Fortuitously and coincidentally, on the way to Quito, the master Benito de Morales passed through the city, who, at the request of the governor, examined the cathedral and evaluated the damage suffered. In this way, he verified the good foundation of the walls and columns, gave indications for the reconstruction and recommended that the building be completed in such a way that the original project was not changed. Thus, slowly because of the lack of money that the British took and that was destined to the project, the repair works and completion of the temple began. In addition, after the attack and looting of the city, Bishop Friar Juan de Montalvo died the September 10, 1586, of moral penalty after the demolition of his cathedral.

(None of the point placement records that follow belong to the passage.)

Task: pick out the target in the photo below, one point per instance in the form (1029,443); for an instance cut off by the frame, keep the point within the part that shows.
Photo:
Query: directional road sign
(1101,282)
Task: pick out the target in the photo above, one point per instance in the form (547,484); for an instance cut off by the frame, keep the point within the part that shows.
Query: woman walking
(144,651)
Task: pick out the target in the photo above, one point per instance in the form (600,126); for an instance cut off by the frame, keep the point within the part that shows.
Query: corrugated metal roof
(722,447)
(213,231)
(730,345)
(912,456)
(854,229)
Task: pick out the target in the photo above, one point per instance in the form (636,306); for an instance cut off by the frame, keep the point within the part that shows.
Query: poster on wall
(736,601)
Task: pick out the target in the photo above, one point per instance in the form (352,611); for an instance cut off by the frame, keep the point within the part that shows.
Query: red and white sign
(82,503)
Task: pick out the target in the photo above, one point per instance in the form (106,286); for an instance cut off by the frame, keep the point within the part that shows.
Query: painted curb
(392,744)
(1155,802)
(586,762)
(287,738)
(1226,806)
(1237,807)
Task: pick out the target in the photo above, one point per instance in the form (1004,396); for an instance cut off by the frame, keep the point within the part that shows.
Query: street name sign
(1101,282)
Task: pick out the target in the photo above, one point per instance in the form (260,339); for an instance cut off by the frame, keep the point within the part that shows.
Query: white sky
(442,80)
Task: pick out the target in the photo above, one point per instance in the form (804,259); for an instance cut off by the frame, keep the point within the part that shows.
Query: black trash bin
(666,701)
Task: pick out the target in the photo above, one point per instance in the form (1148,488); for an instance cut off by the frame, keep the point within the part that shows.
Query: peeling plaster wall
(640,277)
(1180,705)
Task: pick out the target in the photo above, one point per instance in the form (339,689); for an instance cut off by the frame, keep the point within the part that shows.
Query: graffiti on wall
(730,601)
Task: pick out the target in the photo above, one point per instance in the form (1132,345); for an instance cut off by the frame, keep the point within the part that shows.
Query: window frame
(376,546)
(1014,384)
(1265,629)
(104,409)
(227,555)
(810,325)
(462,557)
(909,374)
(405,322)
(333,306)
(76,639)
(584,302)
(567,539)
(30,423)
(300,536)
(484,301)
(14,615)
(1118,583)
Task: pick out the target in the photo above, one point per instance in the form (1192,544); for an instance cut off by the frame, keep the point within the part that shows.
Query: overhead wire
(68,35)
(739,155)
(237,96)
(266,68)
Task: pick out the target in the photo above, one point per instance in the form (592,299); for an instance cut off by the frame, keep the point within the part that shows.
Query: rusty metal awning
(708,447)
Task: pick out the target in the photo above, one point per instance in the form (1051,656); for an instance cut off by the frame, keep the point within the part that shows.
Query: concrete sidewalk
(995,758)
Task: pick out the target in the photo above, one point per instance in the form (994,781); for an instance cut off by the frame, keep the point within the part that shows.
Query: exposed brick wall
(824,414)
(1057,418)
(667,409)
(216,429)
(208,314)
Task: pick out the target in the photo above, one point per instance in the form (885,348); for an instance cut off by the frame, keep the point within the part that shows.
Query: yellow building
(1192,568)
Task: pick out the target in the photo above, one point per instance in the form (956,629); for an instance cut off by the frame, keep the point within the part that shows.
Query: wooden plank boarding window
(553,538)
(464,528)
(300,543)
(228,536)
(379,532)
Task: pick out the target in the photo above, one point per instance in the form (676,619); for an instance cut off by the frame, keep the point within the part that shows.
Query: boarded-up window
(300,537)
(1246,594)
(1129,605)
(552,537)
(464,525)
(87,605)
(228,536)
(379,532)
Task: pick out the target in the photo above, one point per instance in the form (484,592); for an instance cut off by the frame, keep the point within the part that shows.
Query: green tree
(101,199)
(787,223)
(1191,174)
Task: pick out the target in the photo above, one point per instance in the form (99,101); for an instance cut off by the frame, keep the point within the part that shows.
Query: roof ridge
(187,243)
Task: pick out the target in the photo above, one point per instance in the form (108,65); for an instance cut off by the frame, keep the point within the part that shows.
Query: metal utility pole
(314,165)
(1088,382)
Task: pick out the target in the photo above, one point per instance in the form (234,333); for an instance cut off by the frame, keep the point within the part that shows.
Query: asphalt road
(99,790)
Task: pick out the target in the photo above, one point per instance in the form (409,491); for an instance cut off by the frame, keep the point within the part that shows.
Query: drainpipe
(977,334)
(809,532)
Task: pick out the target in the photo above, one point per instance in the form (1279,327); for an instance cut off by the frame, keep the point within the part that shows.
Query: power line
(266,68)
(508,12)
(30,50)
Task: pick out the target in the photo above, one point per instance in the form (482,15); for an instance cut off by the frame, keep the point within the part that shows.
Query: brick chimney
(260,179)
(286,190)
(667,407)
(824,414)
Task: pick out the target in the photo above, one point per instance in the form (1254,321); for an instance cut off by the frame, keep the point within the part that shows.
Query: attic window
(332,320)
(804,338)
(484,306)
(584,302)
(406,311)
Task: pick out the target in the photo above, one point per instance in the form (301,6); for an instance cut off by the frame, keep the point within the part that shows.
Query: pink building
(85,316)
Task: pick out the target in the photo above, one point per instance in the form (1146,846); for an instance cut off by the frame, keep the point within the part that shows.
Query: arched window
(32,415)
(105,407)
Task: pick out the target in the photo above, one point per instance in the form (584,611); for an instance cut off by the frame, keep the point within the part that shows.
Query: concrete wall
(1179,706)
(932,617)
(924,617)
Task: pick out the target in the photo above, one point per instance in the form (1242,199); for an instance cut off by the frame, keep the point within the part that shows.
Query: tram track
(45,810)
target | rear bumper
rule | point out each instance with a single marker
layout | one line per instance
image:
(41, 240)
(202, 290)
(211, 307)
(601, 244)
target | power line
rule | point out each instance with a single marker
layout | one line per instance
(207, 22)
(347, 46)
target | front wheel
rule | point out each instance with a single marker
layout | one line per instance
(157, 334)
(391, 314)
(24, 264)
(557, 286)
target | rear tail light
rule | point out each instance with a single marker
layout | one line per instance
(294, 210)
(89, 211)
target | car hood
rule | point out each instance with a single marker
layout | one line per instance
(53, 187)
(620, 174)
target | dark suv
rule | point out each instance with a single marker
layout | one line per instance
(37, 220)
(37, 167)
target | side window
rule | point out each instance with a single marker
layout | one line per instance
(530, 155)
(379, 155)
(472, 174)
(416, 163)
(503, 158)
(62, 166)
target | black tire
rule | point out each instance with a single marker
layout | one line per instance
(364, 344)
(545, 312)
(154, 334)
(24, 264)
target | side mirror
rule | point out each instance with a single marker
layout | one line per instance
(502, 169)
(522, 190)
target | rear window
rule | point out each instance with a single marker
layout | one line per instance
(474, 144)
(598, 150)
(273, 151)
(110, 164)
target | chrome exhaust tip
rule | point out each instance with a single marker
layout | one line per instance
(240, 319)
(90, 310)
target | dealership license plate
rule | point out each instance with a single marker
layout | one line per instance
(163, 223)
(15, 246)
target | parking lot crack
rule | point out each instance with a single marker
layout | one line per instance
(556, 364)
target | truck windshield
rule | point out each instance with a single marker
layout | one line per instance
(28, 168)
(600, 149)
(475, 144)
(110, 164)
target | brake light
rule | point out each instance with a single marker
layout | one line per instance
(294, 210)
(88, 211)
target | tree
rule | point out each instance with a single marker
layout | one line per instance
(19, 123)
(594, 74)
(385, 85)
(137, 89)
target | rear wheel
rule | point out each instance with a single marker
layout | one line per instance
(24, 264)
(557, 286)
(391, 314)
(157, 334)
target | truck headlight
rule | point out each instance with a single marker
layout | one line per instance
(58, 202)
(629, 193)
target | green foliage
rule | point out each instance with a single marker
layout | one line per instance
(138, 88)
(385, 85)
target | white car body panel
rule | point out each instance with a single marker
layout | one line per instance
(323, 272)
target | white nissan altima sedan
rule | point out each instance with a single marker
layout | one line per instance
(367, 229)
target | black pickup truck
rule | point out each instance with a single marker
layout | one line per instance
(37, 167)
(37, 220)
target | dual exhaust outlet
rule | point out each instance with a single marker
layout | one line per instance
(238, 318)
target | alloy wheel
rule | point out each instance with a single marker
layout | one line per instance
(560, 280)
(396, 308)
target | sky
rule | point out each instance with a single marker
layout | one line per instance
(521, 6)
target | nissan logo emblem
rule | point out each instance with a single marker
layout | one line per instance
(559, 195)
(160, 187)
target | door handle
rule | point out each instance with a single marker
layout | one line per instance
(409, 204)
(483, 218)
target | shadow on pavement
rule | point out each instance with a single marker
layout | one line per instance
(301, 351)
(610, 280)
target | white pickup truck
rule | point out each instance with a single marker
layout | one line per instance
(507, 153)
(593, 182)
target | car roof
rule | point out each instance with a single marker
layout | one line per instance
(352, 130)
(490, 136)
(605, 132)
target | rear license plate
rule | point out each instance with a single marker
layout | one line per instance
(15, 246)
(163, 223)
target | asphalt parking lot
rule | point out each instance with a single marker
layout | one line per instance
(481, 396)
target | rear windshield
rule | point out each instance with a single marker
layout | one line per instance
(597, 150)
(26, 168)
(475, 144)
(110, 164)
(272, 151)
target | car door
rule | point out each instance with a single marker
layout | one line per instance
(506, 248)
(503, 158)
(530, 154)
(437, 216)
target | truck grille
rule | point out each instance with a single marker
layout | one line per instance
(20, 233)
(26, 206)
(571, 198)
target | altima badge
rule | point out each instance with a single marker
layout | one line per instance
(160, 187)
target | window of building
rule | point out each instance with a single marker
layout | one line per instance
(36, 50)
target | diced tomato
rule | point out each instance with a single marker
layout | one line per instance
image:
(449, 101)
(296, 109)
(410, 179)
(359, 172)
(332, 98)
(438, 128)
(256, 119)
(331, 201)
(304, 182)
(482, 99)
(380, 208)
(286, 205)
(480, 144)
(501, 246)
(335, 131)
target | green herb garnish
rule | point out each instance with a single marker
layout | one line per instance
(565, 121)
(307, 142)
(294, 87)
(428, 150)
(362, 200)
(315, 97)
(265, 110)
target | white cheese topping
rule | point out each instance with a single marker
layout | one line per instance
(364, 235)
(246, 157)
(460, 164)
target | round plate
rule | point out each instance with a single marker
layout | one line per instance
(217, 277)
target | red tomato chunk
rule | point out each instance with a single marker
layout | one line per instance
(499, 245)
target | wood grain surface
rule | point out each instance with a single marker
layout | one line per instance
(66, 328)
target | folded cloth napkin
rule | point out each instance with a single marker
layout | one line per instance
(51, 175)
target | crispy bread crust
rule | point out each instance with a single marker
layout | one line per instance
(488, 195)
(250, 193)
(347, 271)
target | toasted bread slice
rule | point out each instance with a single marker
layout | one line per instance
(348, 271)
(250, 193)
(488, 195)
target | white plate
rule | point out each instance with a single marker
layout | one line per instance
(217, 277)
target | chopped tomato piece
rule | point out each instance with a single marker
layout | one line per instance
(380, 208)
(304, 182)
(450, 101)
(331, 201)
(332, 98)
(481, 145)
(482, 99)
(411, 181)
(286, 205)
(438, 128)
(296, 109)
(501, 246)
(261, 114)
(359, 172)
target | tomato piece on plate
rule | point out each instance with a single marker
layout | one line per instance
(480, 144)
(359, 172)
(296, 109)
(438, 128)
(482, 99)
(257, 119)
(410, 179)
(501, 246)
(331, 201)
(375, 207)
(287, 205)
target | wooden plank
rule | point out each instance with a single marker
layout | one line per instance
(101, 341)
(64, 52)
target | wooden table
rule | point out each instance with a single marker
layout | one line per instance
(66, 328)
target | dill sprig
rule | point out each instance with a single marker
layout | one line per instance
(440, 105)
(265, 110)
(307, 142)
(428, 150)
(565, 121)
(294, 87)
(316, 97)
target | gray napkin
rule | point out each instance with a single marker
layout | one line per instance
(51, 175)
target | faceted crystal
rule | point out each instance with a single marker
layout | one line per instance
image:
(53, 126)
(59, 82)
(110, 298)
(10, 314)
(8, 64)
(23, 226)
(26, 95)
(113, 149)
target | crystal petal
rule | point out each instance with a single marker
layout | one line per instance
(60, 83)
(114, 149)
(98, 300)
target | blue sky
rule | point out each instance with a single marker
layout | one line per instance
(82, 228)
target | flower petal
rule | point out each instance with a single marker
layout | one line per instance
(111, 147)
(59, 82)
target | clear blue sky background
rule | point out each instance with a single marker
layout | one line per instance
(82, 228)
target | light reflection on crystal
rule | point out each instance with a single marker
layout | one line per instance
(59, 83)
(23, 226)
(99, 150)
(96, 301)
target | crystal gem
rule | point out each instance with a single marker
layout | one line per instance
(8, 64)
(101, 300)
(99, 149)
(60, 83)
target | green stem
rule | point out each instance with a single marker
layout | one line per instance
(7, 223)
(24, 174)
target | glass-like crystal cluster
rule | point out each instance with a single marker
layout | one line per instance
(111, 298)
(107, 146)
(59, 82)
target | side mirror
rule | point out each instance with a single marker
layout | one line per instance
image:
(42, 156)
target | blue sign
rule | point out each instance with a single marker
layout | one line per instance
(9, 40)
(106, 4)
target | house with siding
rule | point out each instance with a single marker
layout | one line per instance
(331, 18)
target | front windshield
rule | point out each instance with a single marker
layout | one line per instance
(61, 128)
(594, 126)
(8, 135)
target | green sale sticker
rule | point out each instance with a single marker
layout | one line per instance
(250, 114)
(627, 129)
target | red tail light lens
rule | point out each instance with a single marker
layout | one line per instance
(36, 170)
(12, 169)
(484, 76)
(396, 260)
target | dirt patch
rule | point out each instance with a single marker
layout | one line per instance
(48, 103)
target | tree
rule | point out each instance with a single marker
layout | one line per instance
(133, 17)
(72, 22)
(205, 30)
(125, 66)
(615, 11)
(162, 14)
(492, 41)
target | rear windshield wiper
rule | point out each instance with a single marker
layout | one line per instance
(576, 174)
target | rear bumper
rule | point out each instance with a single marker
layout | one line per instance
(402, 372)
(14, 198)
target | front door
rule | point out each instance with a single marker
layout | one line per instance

The works of repair and termination passed very slowly. In 1591, the bishop Friar Antonio de Hervías wrote a letter to the king, in which it said:
This work goes very long with having been able to finish the damage that Drake did in space of a year, and to walk in six years that the damage was done and now closely to be finished and God knows when it is finished, With very great detriment of the edified that is destroyed everything with the waters and with much offense of those that we enter in the church raining all it and they do not take advantage of prayers and warnings, take advantage of the money and to spend itself in salaries of majors and on shelves and it is not done nothing"
 The letter of Bishop Friar Antonio de Hervías addressed to the king is transcribed with the writing of that time, in addition some words have the spelling of that moment.

Notwithstanding the pessimism of the bishop (reflecting the frequent enmity between the military and ecclesiastical authorities of the colony), reconstruction was undertaken, albeit slowly; in spite of the good desire of the governor, had not advanced much, since no funds were available since the city was very bad economically after the attack of the Drake.